Power levels are completely meaningless; in reality, characters are sorted into the categories of "Comic Relief", "Non-Comic Relief Unexceptional", "Exceptional Side-characters", and "Main or Temporary
Main Character". Villains are sorted into similar categories, which tend to be a half-step above their heroic counterparts. In any given scene, the abilities and skills of the highest-categorized character present will always be
Enough for the situation. They will be able to accomplish whatever task is necessary, and will almost certainly shock everybody from a lower category while doing so-- and then, maybe, be comically undercut so the audience doesn't find them unrelatable.
Which, of course, is why Gohan is always late. It doesn't matter how fast he can 'actually' fly, the important fact is he can fly there in some impressively low amount of time (a 5-hour drive distance in 10 minutes, if I recall correctly), while still being able to slip up and show a vulnerability. It's also why he can sense enemies and react to bullets fired at him, but be surprised by Videl hiding behind a locker.
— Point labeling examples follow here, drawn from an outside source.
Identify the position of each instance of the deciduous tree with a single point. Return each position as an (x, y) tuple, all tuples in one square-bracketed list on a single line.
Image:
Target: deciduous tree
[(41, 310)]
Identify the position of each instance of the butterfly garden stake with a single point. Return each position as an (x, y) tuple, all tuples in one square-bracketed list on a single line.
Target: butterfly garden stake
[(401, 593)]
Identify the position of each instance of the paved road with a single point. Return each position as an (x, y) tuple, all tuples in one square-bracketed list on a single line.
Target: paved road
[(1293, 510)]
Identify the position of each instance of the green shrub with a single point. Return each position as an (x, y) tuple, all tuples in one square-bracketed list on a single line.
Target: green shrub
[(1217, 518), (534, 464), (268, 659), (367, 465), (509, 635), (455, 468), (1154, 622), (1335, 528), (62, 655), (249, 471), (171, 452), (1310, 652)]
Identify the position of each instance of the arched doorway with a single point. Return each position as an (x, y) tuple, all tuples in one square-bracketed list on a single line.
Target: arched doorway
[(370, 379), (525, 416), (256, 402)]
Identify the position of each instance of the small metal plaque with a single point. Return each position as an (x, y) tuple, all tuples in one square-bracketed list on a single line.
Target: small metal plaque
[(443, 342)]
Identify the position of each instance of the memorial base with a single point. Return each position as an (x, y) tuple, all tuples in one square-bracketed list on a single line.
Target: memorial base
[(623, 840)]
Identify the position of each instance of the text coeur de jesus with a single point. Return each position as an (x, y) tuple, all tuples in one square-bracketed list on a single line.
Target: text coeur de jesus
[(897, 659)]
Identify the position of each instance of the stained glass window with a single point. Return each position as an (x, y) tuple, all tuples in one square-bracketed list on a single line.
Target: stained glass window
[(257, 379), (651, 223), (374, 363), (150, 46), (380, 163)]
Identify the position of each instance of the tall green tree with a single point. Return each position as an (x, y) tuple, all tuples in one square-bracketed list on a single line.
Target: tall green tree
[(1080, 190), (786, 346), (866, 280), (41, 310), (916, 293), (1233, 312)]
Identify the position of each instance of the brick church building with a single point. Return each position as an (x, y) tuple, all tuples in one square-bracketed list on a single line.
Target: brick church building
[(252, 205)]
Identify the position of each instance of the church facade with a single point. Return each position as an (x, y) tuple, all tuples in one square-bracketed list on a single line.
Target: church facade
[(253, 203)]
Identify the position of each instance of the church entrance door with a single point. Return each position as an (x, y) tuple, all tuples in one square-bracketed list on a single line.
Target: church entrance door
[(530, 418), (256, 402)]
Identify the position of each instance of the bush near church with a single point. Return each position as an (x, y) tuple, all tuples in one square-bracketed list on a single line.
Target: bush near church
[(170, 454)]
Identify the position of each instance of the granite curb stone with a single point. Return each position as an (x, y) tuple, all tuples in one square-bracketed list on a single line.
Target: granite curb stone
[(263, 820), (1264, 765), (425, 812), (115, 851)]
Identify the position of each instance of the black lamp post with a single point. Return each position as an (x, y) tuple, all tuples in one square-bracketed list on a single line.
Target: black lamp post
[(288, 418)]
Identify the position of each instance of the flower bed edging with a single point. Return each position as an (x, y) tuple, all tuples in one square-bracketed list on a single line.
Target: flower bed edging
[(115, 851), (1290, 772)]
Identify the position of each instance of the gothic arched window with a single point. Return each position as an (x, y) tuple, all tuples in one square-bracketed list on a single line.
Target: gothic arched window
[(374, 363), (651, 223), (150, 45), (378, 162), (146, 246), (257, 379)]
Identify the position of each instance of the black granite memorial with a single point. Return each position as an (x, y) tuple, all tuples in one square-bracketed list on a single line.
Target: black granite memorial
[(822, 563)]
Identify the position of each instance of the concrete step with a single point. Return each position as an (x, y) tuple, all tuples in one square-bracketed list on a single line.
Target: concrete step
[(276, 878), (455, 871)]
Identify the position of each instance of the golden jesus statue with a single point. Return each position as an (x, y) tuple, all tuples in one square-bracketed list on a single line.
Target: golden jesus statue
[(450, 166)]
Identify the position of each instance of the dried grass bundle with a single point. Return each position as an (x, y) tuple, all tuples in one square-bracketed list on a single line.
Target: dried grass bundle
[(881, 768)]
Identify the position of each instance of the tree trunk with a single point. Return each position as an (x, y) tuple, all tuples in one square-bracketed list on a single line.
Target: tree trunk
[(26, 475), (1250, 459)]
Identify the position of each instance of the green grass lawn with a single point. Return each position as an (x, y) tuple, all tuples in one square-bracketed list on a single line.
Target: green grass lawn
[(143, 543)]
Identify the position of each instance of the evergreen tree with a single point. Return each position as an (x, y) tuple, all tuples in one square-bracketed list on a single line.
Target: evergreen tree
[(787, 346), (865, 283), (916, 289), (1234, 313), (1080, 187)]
His strength is a conceit dictated by the plot; his strength is always "enough" to solve the current problem (because he's been established as Powerful already and is categorized accordingly as a Main Character), but not so much that it completely ungrounds him, or comes without caveats.
That said, the IC explanation of "he didn't train because it's peacetime and Gohan doesn't enjoy fighting" is logical enough. Despite their feats, DBZ characters fundamentally get their powers from fictionally exaggerated Martial Arts, and you can only keep your peak performance in real world Martial Arts through constant practice and conditioning. Slack on that for even a few years, and you'll lose a shocking amount of the ability.
Personally, I'd have liked it if Gohan actually became the main character like they were hinting all through the end of the Cell arc and beginning of the Buu one, but that was more to do with reader's obsession with Goku as the series' iconic protagonist than anything to do with Gohan himself.